# Craftsman 28cc Line Trimmer (1985?)



## NCGreenThumb (Jun 22, 2008)

I'm rehabilitating a Craftsman 28cc line trimmer that my parents bought new in the mid-1980's. The model # 358.797140. I am looking for a link to older craftsman part manuals or suggestions for finding them. Google and Yahoo searches didn't yields results. From first inspection I need a fuel line that feeds the fuel from the tank to the carb and new foam for the air filter which by the looks of it is basic foam padding. The starter handle & rope are in good shape and will pull easily. The plug is clean. The combustion chamber looks clean from what I could see with a flashlight. I figure the trimmer was last run 10 years ago. When my parents bought the trimmer I was a bit young to control it. Perhaps pride is getting the better of me and convincing me that I can fix it. All advice or direction is greatly appreciated. 

Picture for your enjoyment

http://i114.photobucket.com/albums/n245/esuggs/DSCN1961.jpg


----------



## 30yearTech (Sep 14, 2006)

You can find an illustrated parts list at Sears website for your trimmer.

http://www.searspartsdirect.com/partsdirect/index.action


----------



## NCGreenThumb (Jun 22, 2008)

I looked at that site last night and didn't find anything but looking again this morning I realized that the model search field is quite specific and the period between the 358.797140 threw off the search results. Anyhow, I found the parts explosion using the model without the period (358797140). I appreciate the help. There is a Sears Service Center & Repair Drop-off location close to my house, I'll go through them for parts.

Ed


----------



## nightmoves44 (Jun 11, 2008)

*sears*

You will pay top dollar getting parts from sears,i personally will order anything i need off the internet.Plus got some gasket paper and made my own crankshaft gasket,and the gasket between the carb and motor,just use a pen knife.Being that old,it prolly needs all the gaskets replaced.


----------



## NCGreenThumb (Jun 22, 2008)

*Success!*

I got the trimmer running yesterday after fitting a new fuel line.
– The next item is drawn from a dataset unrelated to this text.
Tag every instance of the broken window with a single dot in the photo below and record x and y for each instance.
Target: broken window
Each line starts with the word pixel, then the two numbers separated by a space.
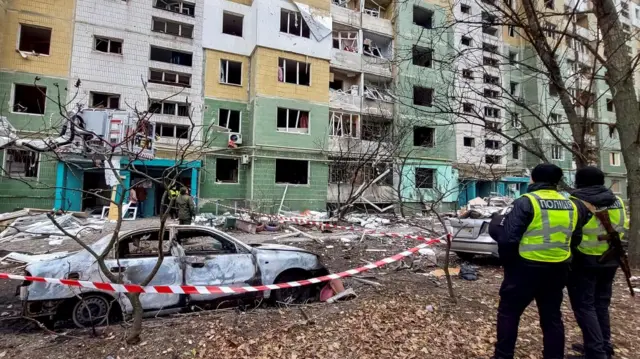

The engine ran surprisingly clean after about 2 minutes and with a nice constant hum, no burping or oscillation. I put 2-cycle oil into the combustion chamber and pulled the starter about a dozen times before fueling to get everything nicely coated. I need to replace the foam air filter and by the looks of what came out, the foam is standard chair cushion. I've got an HVAC air filter that I'm cutting to fit. The threads on the gas cap are warped slightly and the cap screws on crooked. Also, during operation, gas/oil mix was bubbling up through the air hole in the gas cap. I'm thinking the hole in the gas cap is vented for air flow into the tank so I don't think that I can plug it. I'd like to get a more modern vented cap. That may be wishful thinking though. More tweaking to come but so far so good.


----------



## spro745 (May 9, 2008)

A bit of irony here.... My dad bought a killer Sears Brushwacker 38cc machine back in the early 90's. After he was a little too old to use it he gave it to me and I still enjoy using it year after year. That thing is overbuilt by today's standards and a bit heavy for most, but it still runs great. Never been overhauled either. Only a fresh plug, fresh gas/oil and routine maintenance and this thing has hundreds and hundreds of hours on it. I live in NC as well....

On the air filter...... Mine uses a round donut looking filter, so I made one from a foam insert out of an old RC buggy tire. I cut it to fit and hot glued the ends together and it works great. Keep those old machines running if you can. It's good to keep them alive and saves us money as well. Later!


----------



## mopar4u (Jul 14, 2006)

NCGreenThumb said:


> I got the trimmer running yesterday after fitting a new fuel line. The engine ran surprisingly clean after about 2 minutes and with a nice constant hum, no burping or oscillation. I put 2-cycle oil into the combustion chamber and pulled the starter about a dozen times before fueling to get everything nicely coated. I need to replace the foam air filter and by the looks of what came out, the foam is standard chair cushion. I've got an HVAC air filter that I'm cutting to fit. The threads on the gas cap are warped slightly and the cap screws on crooked. Also, during operation, gas/oil mix was bubbling up through the air hole in the gas cap. I'm thinking the hole in the gas cap is vented for air flow into the tank so I don't think that I can plug it. I'd like to get a more modern vented cap. That may be wishful thinking though. More tweaking to come but so far so good.


FYI
If you need parts for this machine I might have some.


----------



## wiloldmn (Jun 12, 2008)

the fuel caps do ware out... replacements can be obtained at a local parts dealer


----------